Rimos e, após o que pareceu ser um lapso de constrangimento no rosto de Leandro, ele ergueu sua cerveja no alto e falou “um brinde aos casais felizes”. Como ocorreu um silêncio curto, mas algo desconfortável, preenchi o momento com a resposta à pergunta:

– Três meses, só – disse, tentando manter a voz descontraída. – Mas nos conhecemos há mais tempo. Desde que ela se mudou do seu colégio para o meu, no semestre passado. Terminamos o ensino médio em dezembro, mas ficamos de recuperação em português. A prova é no final desse mês. Acho que a necessidade de estudar pra passar nos uniu... Coisas do amor. – e dei um beijo nas costas da mão dela entrelaçada na minha, enquanto exibia o meu melhor sorriso.

– Tsc, tsc, Alexia... Eu sabia que isso aconteceria quando você perdesse as minhas colas... – brincou Leandro.

– Ha-ha-ha, engraçadinho. A única coisa que tenho que perder é a vergonha na cara pra estudar mais. Ainda bem que certo moço lindo está me ajudando, agora que larguei essa vida de colas – ela disse, enquanto dava uma beliscadinha carinhosa na minha perna.

Nesse momento, Fernando comemorava um strike agitando os braços no ar enquanto Vanessa molhava uma cebola no molho de ketchup. O televisor da pista indicava que Leandro era o próximo a jogar. Levantou-se, repousou a garrafa de cerveja na mesa dos petiscos, piscou o olho para nós e disse “o dever me chama!”, seguindo para a pista após escolher uma bola que encaixou bem em sua mão. Fiquei um tempo sozinho com a Alexia, alternando beijos com roçadas de lábios mais delicadas.

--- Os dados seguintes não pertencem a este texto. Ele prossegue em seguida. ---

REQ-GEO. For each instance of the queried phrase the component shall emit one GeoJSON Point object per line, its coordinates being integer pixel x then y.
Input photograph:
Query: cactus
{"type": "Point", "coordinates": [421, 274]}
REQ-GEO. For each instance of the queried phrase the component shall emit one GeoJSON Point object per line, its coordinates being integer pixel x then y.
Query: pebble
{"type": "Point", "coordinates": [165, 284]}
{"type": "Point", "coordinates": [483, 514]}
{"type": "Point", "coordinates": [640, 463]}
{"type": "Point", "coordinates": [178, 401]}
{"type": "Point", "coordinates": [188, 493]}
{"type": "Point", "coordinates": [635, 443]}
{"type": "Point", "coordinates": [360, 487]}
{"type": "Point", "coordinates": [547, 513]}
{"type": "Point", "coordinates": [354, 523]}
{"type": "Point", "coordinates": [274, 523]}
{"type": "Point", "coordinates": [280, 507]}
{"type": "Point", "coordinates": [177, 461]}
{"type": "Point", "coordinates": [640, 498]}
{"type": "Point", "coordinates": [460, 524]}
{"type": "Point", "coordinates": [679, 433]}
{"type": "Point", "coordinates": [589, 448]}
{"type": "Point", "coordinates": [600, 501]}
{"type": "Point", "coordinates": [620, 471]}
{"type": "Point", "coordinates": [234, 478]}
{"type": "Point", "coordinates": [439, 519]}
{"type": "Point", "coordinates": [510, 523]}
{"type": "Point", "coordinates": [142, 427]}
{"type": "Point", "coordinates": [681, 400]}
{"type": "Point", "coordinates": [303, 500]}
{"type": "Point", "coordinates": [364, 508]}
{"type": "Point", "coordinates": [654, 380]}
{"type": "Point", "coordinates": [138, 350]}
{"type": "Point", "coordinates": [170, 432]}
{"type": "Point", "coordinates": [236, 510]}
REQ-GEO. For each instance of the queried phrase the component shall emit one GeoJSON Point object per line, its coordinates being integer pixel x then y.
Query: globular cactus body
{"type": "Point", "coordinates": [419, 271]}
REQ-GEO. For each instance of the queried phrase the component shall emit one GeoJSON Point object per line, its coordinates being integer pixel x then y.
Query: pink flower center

Após uns instantes, não mais me aguentando de curiosidade, abri a boca para perguntar a ela o que estava em minha cabeça desde que vi o sorriso do Leandro:

– Meu bem, e esse lance do Leandro curtir tanto ser solteiro?

– O que tem?

– Hum... Quer dizer... Foi um trauma, algo assim? Alguma ex-namorada o traiu ou coisa do tipo? – eu tentava deixar a voz a mais desinteressada e casual possível.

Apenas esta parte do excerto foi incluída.